Limiting the degree of concurrency for our server

In addition to synchronization, another aspect of concurrency we have to worry
about is overloading of the server. Imagine exposing a server to the internet –
without any safeguards it would be fairly easy to bring it down with a denial of
service (DoS) attack. That could happend even unintentionally, if we didn’t
provision the proper computing power behind the service. In these cases failure
is unavoidable but should be graceful.

It’s very easy to do these things in Go, and there are many strategies. One of
the simplest is rate limiting, which can mean either restricting the number
of simultaneous connections, or restricting the number of connections per unit
of time. For the former, we can add some middleware
(full code here):

// limitNumClients is HTTP handling middleware that ensures no more than
// maxClients requests are passed concurrently to the given handler f.
func limitNumClients(f http.HandlerFunc, maxClients int) http.HandlerFunc {
  // Counting semaphore using a buffered channel
  sema := make(chan struct{}, maxClients)

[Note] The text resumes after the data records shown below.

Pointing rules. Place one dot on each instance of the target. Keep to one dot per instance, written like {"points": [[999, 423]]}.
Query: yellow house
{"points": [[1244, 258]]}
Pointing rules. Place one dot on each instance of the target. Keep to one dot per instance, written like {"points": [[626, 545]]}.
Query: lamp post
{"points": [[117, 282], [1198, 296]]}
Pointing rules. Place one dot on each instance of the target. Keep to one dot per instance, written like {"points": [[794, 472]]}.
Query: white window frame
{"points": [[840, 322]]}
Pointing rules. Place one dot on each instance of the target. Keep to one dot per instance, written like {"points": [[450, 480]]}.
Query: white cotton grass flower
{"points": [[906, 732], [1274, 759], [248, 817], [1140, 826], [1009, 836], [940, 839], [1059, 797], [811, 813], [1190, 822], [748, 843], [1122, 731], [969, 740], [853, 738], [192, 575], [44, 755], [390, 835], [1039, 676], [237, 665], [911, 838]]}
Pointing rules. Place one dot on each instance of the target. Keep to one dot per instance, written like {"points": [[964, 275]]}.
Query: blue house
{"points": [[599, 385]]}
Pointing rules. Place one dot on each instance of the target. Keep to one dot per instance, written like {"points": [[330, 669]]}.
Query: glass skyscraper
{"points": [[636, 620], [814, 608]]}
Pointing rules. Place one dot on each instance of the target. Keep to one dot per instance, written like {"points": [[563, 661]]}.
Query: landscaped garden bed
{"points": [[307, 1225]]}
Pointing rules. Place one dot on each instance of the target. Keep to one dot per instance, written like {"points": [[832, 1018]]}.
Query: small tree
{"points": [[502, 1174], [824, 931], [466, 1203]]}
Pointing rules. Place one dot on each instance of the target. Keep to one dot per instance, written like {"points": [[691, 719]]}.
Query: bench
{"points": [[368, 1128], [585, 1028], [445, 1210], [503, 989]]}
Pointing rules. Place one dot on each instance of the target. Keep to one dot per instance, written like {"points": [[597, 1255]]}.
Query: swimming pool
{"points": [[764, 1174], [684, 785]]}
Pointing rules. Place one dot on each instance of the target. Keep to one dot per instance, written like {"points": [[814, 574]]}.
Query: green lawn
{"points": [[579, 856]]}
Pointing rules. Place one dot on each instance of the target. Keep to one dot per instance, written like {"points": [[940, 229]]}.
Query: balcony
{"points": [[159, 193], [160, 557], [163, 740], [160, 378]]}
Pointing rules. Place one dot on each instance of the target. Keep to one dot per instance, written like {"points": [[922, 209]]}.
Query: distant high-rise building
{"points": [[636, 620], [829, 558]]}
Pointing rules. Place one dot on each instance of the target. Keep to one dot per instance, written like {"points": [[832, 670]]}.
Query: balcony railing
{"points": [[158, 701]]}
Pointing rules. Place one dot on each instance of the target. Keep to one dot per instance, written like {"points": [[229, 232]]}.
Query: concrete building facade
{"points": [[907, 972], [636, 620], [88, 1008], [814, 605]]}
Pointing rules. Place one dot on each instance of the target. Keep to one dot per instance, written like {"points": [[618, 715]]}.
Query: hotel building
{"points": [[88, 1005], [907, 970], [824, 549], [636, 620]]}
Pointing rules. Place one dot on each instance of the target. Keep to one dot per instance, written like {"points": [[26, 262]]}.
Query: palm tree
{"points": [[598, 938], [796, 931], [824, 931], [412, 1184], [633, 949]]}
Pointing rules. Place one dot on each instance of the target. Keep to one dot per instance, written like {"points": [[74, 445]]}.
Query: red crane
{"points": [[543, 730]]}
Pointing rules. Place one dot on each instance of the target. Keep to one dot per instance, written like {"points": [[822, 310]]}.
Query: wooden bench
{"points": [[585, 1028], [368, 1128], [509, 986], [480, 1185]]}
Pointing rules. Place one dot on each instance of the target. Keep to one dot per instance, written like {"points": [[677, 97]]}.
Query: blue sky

  return func(w http.ResponseWriter, req *http.Request) {
    sema <- struct{}{}
    defer func() { <-sema }()
    f(w, req)
  }
}

And wrap a handler using it:

// Limit to max 10 connections for this handler.
http.HandleFunc("/inc", limitNumClients(store.inc, 10))

This ensures that no more than 10 simultaneous clients will be allowed to invoke
the inc handler. It should be simple to extend this approach to share a
single limiting channel between multiple handlers. Or we could use a more
heavy-handed solution and limit the number of simulatenous connections at the
listener level, using something like netutil.LimitListener.

An alternative approach to rate limiting is time-based. Instead of saying “no
more than 10 requests at a time”, we can say “no more than one request in a 50
millisecond period”. Go provides the convenient time.Tick channel that makes
it easy to implement, as this Go example demonstrates. Adjusting this approach
to our sample server is left as an exercise to the reader.

Appendix: where net.http goes concurrent

This is a brief technical appendix, for folks interested following through the
code of Go’s net/http package to see where the concurrency is actually
implemented.

The relevant source code for the serving part of net/http is in
https://golang.org/src/net/http/server.go

ListenAndServe invokes Serve, which calls Accept in a loop.
Accept is similar to the socket accept syscall, creating a new
connection whenever a new client is accepted; the connection is then used for
interacting with the client. This connection is type conn in the
server.go file, a private type with server state for each client connection.
Its serve method actually serves a connection, pretty much as you would
expect; it reads some data from the client and invokes the user-suppied handler
depending on the path.

http.Server.Serve calls conn.serve as:

go c.serve(ctx)

Wherein lies the concurrency. From this point on, a separate goroutine handles
this connection. This is why multiple goroutines could be executing
user-specified handlers (including a single handler) at any given time.